Closed bariscankurtkaya closed 2 years ago

bariscankurtkaya commented 2 years ago

Describe the bug

I trained the GlowTTS Model with TTS library v0.6 but after updates, unfortunately, I can't train the TTS Model because It returns a "Directory not an empty" error for the model saving directory. After that, I deleted the whole directory and start to train the TTS model after trainer.fit() function It creates a "run-June-27-2022 xxxxx" directory and still returns an error to me. I didn't understand why this is not working because the TTS library creates its own directory to save the TTS Models but after the creation, it returns an error.

Screen Shot 2022-06-27 at 10 32 36

To Reproduce

This is my configurations: from TTS.tts.configs.glow_tts_config import GlowTTSConfig config = GlowTTSConfig( batch_size=32, eval_batch_size=16, num_loader_workers=4, num_eval_loader_workers=4, run_eval=True, test_delay_epochs=-1, epochs=1000, text_cleaner="phoneme_cleaners", use_phonemes=True, phoneme_language="en-us", phoneme_cache_path=os.path.join(output_path, "phoneme_cache"), print_step=25, print_eval=False, mixed_precision=True, output_path=output_path, datasets=[dataset_config], save_step=10000, )

and after that I also use from TTS.tts.models.glow_tts import GlowTTS model = GlowTTS(config, ap, tokenizer, speaker_manager=None)

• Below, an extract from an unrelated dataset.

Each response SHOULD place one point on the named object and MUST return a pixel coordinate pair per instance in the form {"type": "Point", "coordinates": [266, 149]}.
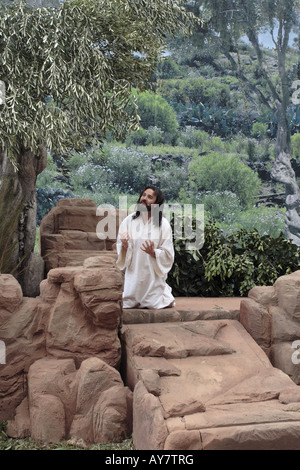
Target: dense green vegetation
{"type": "Point", "coordinates": [201, 139]}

and the last touch is trainer.fit() then sometimes It start to train but after 100-150 steps It returns an error 😭

Expected behavior

It should start to train and save the models to the directory.

Logs

Directory not empty: '/root/tts_train_dir/run-June-27-2022_xxxxx'

Environment

- TTS Version 0.7.1
- PyTorch Version 1.10
- Python Version 3.8
- OS AWS Linux
- Cuda/Cudnn 11.3/8.4
- AWS ml.g4dn.xlarge Cloud's GPU
- source
- I use the AWS SageMaker Studio to train the TTS Model

Additional context

No response

p0p4k commented 2 years ago

Hi, first you might want to update to latest trainer from pypi. Second you said TTSv0.6 in text, but in environment you said TTSv0.7.1, just check that out. Third, in play of fs.rm(...) in trainer.py, you can try to print out what it is trying to exactly delete. Then, if I were you and if I see that nothing too risky is being deleted, I would try to replace 'rm' with 'rmtree' in trainer.py file line 64, then os can delete non-empty folders as well. That's how I would being to try to debug this.. I am not exactly sure if that's the solution, but it could be a good start. Good luck!

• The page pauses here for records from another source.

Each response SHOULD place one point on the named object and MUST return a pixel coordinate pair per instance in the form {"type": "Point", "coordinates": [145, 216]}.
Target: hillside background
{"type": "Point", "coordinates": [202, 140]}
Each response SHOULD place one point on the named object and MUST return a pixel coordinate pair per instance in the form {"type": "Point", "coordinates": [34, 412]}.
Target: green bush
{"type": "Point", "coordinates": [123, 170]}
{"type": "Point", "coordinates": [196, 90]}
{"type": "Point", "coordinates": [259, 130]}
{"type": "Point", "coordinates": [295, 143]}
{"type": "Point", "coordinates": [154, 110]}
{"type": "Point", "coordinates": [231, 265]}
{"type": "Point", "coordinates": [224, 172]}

bariscankurtkaya commented 2 years ago

Thank you for your fast reply. I just wanted to tell. I trained with TTSv0.6 before but when I tried to train with TTSv0.7 It creates an error. On the other hand, I will try the "rmtree" advice and inform you back.

bariscankurtkaya commented 2 years ago

Hi, first you might want to update to latest trainer from pypi. Second you said TTSv0.6 in text, but in environment you said TTSv0.7.1, just check that out. Third, in play of fs.rm(...) in trainer.py, you can try to print out what it is trying to exactly delete. Then, if I were you and if I see that nothing too risky is being deleted, I would try to replace 'rm' with 'rmtree' in trainer.py file line 64, then os can delete non-empty folders as well. That's how I would being to try to debug this.. I am not exactly sure if that's the solution, but it could be a good start. Good luck!

Thank you for your reply I think that was AWS SageMaker's issue. It was fixed without changing anything. So thank you.